Saturday, 17 November 2012

‘I can hear the roar of women’s silence’

On the 25th Anniversary of Sankara's assassination Sokari Ekrine considers the importance of his vision for women's emancipation. Red Pepper

It was Thursday, 4th August 1983 in what was soon to be renamed Burkina Faso. On this day, a coup d’etat led by Captains Thomas Sankara and Blaise Compaoré set in motion a Pan-Africanist, Marxist, revolution which sought to liberate Franz Fanon’s “wretched of the earth” from the clutches of imperialism and neo-colonialism. Sankara emphasised the universality of the Burkinabe revolution in his address to the UN General Assembly a year after becoming President of the National Council of the Revolution.

“Our revolution in Burkina Faso embraces the misfortunes of all peoples. It draws its inspiration from all of man’s experiences since his first breath. We wish to be heirs of all the revolutions and all the liberation struggles of the peoples of the Third World.”

Sankara’s revolutionary vision was based on ‘self-reliance’ and solidarity and included an ambitious programme of development - health, education, agriculture, infrastructure and an end to the excesses so familiar in African governance today- hyper corruption and consumerism. He embarked on an agrarian revolution which including the planting of millions of trees and land reform. He called for the full cancellation of the continent’s debt, rejected foreign aid and asserted that only a complete rejection of the norms of global capitalism and imperialist domination would liberate Africans.

But it was Sankara's focus on women’s emancipation and its meaning for all of humanity, that distinguished his revolutionary vision. Sankara argued that the key to social transformation was in improving the status of women and he demanded that they be a central part of the revolutionary project. Sankara did not just make pronouncements, he was meticulous in explaining class relations and the everyday ways in which African masculinities work in collaboration with capital in exploiting women’s labour and abuse of their dignity. His analysis of gendered and sexualised social relations would be considered progressive even today:

“It was the transformation from one form of society to another that served to institutionalize women’s inequality. This inequality was produced by our own minds and intelligence in order to develop a concrete form of domination and exploitation. The social function and roles to which women have been relegated ever since are a living reflection of this fact.”

Describing the home as the premier sight of capitalist reproductive exploitation and sexualised oppression, Sankara’s government campaigned against forced marriages, polygamy, and female genital mutilation and tribal markings.  Women were for the first time able to initiate divorce without the consent of their husbands. Sankara insisted that men take an active part in the domestic sphere by experiencing those activities traditionally left to women such as preparing meals, going to the market and caring for children. At the same time he encouraged women to take on jobs that had previously been the domain of men including joining the military. He also began a programme of dismantling traditional sites of patriarchy by reducing the powers of village chiefs and nationalising all land.  Other areas where his government prioritised women’s equality were in providing improved access to education and public health through a nation-wide adult literacy and grassroots health programmes. Significantly he was the first African leader to appoint a large number of women to government positions including the cabinet.

One of the primary instruments in the transition of women towards full citizenship  was the Women’s Union of Burkina Faso [UFB].  Sankara described the UFB  as “the organisation of militant and serious women”.  These were the women of the revolution drawn from the urban workers and rural ‘peasants’ classes.

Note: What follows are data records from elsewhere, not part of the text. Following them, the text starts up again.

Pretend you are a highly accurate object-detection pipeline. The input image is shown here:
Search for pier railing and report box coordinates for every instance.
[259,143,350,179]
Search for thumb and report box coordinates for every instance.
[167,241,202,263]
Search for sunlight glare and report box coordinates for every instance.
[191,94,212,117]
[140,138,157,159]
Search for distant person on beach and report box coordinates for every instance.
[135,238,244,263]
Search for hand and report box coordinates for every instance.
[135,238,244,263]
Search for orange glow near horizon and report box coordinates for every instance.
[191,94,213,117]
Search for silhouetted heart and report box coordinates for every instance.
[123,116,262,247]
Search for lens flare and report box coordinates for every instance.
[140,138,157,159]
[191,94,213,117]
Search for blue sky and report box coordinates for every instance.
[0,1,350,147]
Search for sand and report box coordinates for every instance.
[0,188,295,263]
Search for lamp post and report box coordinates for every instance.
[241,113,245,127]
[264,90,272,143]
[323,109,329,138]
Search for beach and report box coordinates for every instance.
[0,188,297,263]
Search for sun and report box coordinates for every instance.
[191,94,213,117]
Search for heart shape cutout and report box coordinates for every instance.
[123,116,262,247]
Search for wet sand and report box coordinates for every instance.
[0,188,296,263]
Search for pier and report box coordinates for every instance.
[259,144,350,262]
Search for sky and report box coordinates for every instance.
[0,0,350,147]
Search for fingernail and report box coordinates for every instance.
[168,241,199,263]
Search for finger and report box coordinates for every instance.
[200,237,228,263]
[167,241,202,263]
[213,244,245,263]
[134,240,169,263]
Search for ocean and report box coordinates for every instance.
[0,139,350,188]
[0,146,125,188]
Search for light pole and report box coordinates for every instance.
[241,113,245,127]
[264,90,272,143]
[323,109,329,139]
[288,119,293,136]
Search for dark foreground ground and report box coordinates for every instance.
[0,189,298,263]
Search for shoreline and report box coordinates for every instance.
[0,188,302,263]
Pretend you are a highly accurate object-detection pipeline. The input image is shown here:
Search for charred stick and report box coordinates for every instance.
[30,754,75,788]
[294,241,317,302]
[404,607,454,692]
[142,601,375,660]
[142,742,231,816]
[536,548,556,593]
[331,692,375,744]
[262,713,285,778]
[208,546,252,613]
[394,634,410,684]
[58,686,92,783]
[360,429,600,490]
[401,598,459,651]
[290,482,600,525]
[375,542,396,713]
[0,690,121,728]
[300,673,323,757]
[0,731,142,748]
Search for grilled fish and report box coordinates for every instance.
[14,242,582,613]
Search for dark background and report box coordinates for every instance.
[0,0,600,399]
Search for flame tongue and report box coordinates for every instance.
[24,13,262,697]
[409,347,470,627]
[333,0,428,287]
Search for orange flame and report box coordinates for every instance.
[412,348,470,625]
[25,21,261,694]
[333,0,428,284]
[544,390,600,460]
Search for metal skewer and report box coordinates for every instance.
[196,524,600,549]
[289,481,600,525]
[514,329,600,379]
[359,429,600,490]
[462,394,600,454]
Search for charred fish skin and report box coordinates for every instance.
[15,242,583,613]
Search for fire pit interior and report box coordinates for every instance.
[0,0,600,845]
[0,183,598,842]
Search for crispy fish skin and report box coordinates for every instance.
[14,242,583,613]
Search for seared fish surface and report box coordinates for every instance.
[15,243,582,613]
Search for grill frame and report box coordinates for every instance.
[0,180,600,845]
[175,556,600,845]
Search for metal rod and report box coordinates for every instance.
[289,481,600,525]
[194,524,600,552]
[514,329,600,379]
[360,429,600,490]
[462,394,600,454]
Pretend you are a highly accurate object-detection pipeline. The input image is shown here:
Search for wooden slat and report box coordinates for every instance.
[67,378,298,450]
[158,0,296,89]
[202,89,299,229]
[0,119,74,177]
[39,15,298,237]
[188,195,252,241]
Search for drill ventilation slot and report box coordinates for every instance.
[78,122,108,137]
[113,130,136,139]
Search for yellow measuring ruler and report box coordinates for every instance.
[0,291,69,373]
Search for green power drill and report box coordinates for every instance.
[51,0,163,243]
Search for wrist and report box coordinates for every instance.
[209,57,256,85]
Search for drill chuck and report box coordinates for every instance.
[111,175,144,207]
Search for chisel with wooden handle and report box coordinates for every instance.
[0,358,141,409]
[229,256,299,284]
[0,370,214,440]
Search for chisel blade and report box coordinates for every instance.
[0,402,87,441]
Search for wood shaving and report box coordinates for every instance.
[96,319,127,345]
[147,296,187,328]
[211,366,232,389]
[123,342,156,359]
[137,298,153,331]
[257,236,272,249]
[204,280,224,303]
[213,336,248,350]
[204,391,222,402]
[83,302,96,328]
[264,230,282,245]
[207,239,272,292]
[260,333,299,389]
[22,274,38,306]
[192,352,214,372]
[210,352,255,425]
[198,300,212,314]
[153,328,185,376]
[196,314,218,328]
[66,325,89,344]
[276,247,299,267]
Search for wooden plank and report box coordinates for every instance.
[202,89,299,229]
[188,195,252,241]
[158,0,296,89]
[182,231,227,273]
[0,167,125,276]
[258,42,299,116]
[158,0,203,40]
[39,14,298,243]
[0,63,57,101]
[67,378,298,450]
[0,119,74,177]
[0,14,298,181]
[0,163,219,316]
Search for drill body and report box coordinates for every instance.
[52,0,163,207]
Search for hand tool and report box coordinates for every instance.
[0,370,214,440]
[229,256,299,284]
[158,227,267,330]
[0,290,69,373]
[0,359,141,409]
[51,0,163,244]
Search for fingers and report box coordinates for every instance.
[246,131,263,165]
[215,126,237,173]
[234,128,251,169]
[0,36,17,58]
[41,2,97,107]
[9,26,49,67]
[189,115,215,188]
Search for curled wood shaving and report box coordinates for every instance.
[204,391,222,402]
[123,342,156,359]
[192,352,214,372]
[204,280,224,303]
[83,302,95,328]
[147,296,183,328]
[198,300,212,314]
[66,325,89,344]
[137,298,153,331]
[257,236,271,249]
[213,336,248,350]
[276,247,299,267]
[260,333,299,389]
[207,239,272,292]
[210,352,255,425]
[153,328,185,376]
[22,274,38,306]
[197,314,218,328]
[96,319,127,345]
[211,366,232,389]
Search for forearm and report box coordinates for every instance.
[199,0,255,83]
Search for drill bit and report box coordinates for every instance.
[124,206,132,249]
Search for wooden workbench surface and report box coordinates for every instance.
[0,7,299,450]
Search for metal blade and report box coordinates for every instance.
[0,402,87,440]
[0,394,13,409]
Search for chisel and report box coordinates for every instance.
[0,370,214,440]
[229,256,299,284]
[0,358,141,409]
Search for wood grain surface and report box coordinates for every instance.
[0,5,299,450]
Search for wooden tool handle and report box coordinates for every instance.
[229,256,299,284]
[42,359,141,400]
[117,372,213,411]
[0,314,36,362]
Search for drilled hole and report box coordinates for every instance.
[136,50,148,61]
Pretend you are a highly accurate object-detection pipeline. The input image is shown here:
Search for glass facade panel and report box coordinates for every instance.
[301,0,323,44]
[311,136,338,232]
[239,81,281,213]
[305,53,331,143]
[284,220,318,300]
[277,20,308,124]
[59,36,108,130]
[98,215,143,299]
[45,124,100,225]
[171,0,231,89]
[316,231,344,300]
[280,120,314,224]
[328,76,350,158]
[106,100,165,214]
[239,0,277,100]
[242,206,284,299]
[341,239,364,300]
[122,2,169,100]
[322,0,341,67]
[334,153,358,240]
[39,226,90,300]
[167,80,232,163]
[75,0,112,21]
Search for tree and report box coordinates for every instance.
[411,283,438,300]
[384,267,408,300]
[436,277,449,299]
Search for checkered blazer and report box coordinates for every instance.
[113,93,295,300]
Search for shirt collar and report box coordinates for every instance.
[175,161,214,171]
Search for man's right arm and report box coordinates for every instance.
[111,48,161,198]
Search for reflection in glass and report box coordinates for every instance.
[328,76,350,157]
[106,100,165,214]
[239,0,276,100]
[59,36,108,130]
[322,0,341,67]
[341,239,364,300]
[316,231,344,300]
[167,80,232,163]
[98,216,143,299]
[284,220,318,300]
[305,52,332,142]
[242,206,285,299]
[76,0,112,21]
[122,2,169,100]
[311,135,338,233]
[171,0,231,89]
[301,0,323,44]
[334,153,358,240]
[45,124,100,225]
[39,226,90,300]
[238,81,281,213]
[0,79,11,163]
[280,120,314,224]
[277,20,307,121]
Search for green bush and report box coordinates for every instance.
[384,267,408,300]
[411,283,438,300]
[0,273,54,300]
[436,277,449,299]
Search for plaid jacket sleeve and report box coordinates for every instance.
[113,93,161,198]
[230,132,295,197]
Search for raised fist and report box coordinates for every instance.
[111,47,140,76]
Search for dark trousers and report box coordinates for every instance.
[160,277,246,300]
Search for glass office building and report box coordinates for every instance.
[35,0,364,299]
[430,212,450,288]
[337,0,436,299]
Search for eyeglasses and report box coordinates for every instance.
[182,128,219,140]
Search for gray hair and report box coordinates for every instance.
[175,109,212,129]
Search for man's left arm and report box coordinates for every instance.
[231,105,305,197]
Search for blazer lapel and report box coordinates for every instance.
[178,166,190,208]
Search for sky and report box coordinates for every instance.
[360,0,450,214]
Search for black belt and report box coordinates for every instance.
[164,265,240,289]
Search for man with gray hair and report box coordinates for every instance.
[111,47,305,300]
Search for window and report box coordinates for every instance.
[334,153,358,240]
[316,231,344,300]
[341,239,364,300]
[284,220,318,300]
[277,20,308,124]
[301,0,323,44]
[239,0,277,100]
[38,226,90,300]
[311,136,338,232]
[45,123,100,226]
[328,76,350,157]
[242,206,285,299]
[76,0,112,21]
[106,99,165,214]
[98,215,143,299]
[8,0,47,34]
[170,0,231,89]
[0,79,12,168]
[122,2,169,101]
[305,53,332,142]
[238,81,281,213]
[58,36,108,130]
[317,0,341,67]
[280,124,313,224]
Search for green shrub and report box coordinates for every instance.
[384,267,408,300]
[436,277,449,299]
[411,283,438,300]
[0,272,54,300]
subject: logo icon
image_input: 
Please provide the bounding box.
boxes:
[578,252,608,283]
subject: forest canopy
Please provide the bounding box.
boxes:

Sankara repeatedly urged the UFB women to break away from the “kind of practices and behaviour traditionally thought of as female”.

On International Women’s Day March 8th, 1987 Sankara addressed thousands of women in Ougadougou calling for the emancipation of women in Burkina Faso and throughout the continent. In the speech he explained in great detail, the material base for women’s oppression rejecting simplistic theories such as biological differences 

“At this moment, we have little choice but to recognise that masculine behaviour comprises vanity, irresponsibility, arrogance, and violence of all kinds towards women. This kind of behaviour can hardly lead to coordinated action against women’s oppression. Such attitudes are in reality nothing but a safety valve for the oppressed male, who, through brutalising his wife, hopes to regain some of the human dignity denied him by the system of exploitation. This masculine foolishness is called sexism or machismo. It often gives politically conscious women no choice but to consider it their duty to wage a war on two fronts."

On Thursday 15th October 1987, the Burkinabe revolution ended when Sankara along with 12 comrades were assassinated in a counter-revolutionary coup led by Blaise Compaoré. In his betrayal like Mobutu’s betrayal of Patrice Lumumba, Compaoré donned the "white mask" and returned the Burkinabe people and Burkina Faso to a neo-colonialist state.

Sankara lived the Burkinabe revolution by example and insisted his ministers and government officials do the same. Thomas Sankara’s was committed to removing the injustices of imperialism not just in Burkina Faso but in the whole continent. In remembering Sankara we are also reminded of the enormity of the struggle we face if we are to achieve the kind of social transformation he envisaged.